Zweites Beispiel: die Ausbildung. Denn deutsche Unternehmen bilden dreimal häufiger Nachwuchs aus als diejenigen mit Migrantenhintergrund. Dabei sind von der Ausbildungsplatznot die ausländischen Jugendlichen besonders stark betroffen.

Drittes und letztes Beispiel: die Schule. Laut der aktuellen Studie ist das Bildungsniveau von selbstständigen Griechen, Türken und Italienern „weit niedriger als das der Deutschen.“ So können zwischen 35 bis 40 Prozent keinen Berufsabschluss aufweisen.

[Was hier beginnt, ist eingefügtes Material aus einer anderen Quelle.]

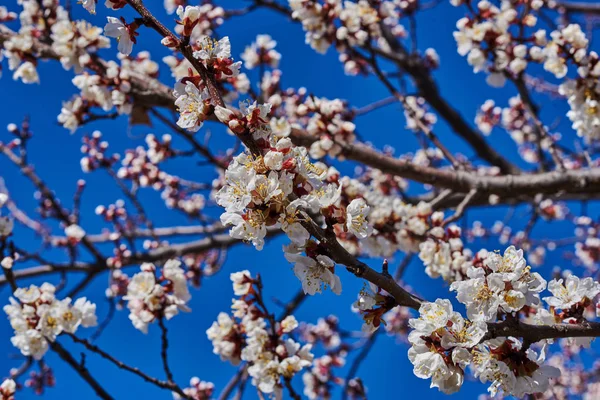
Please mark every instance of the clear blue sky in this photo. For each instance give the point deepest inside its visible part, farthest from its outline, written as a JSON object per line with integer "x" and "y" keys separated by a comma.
{"x": 55, "y": 154}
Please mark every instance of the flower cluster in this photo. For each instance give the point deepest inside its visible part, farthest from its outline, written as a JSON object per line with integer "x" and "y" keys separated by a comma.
{"x": 151, "y": 297}
{"x": 37, "y": 318}
{"x": 73, "y": 42}
{"x": 198, "y": 390}
{"x": 499, "y": 284}
{"x": 111, "y": 89}
{"x": 443, "y": 343}
{"x": 193, "y": 99}
{"x": 143, "y": 167}
{"x": 372, "y": 304}
{"x": 491, "y": 38}
{"x": 275, "y": 187}
{"x": 8, "y": 389}
{"x": 196, "y": 22}
{"x": 247, "y": 336}
{"x": 440, "y": 344}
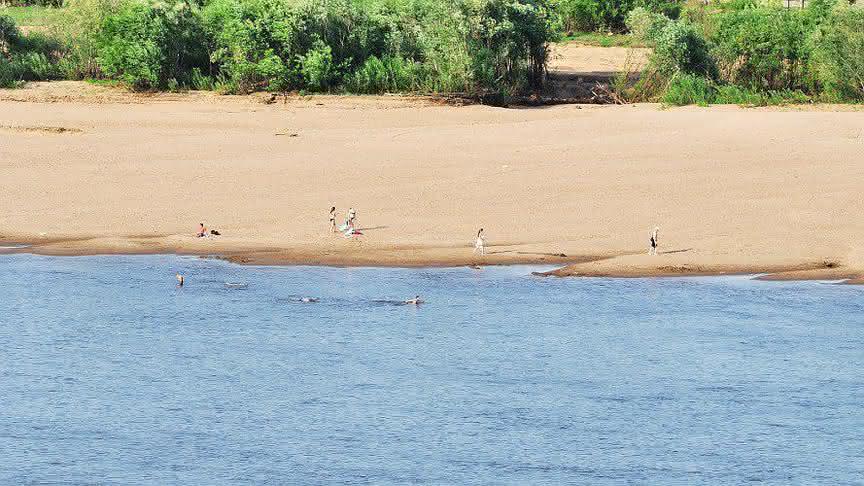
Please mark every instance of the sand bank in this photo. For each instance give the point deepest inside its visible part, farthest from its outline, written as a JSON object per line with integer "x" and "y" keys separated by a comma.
{"x": 733, "y": 190}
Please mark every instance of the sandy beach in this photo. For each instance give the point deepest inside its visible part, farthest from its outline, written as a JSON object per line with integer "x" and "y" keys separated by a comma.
{"x": 733, "y": 190}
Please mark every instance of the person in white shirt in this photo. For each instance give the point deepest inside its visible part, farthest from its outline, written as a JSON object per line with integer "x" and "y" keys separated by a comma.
{"x": 480, "y": 243}
{"x": 653, "y": 249}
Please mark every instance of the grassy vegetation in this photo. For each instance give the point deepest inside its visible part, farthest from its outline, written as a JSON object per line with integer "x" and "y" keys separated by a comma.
{"x": 752, "y": 54}
{"x": 358, "y": 46}
{"x": 32, "y": 16}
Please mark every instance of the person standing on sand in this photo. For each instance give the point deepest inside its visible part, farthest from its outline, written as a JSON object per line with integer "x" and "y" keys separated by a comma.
{"x": 653, "y": 249}
{"x": 480, "y": 243}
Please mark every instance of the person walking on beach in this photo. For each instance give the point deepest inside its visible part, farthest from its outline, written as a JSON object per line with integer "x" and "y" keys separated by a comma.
{"x": 480, "y": 243}
{"x": 653, "y": 249}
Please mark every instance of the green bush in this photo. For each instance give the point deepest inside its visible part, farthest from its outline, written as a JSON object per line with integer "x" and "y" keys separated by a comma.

Ihnen fehlt deshalb auch das kaufmännische Rüstzeug. Bei ihren deutschen Kollegen ist das häufig gar nicht anders, das Gründerdasein ist immer schwierig. Trotzdem scheitern diejenigen mit ausländischen Wurzeln noch viel öfter. So sind die Gewerbeschließungen bei Griechen und Italienern beispielsweise fast genauso häufig wie die Gewerbegründungen.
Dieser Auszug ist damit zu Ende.